For this last case, if expenses reimbursed by FSA cannot be declared as medical expenses (as clearly stated in Pub 969 page 14 and Pub 502, page 15), then the FSA's tax benefit of (effectively) deducting the *first* $5000 in medical expenses disappears, and is replaced by the standard "expenses - 7.5% of AGI".
This interpretation reduces the benefit of the FSA to a reduction in the AGI used to calculate the minimum medical expense level. For an income of $100,000 and an FSA contribution of $5,000, this reduces the "7.5% of AGI" from $7,500 to $7,125. For the 25% marginal tax bracket, this $375 increase in the amount of the medical expenses that can be deducted is worth a whopping $93.75 --- less than 1/10th of the value that the FSA would provide without itemization of medical expenses (25% of $5,000 = $1,250). The $93.75 tax reduction must also be weighed against the forfeiture of any unused balance in the FSA account (averaging $136 per employee in a recent survey).
Although one certainly does not expect to be able to deduct medical expenses more than once, it would be nice if the combination of the FSA with itemization did not destroy the value of the FSA. One would like to be able to deduct *both* the first $5,000 in medical expenses *and* the amount in excess of 7.5% of AGI, but I can't see any way to interpret the IRS publications in a way that would allow this benefit.
Posted by: John D. McCalpin, Ph.D. | 2007.03.20 at 12:49 PM
I've been searching all over the web for an answer to this question:
As a 1099'er (Independent Contractor), am I eligible to participate in a Flexible Spending Account (FSA)?

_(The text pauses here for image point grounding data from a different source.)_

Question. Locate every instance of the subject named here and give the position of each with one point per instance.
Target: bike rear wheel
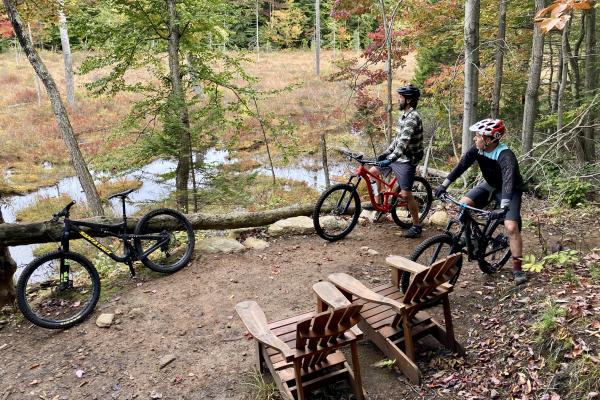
(497, 252)
(422, 193)
(56, 299)
(170, 240)
(336, 212)
(431, 250)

And if so, which administrators deal directly with individuals?
Posted by: Trevor Eyster | 2007.11.17 at 05:20 PM
My company's open enrollment period for my health flexible spending account ended on November 15. I would like to increase my contribution for 2008 due to medical changes that have occurred since the deadline. I was told that a change to my election is not possible at this time because the open enrollment period has passed. Is this accurate even though we have not yet reached 2008? If so, are there any hoops that I can jump through that would allow me to change the election?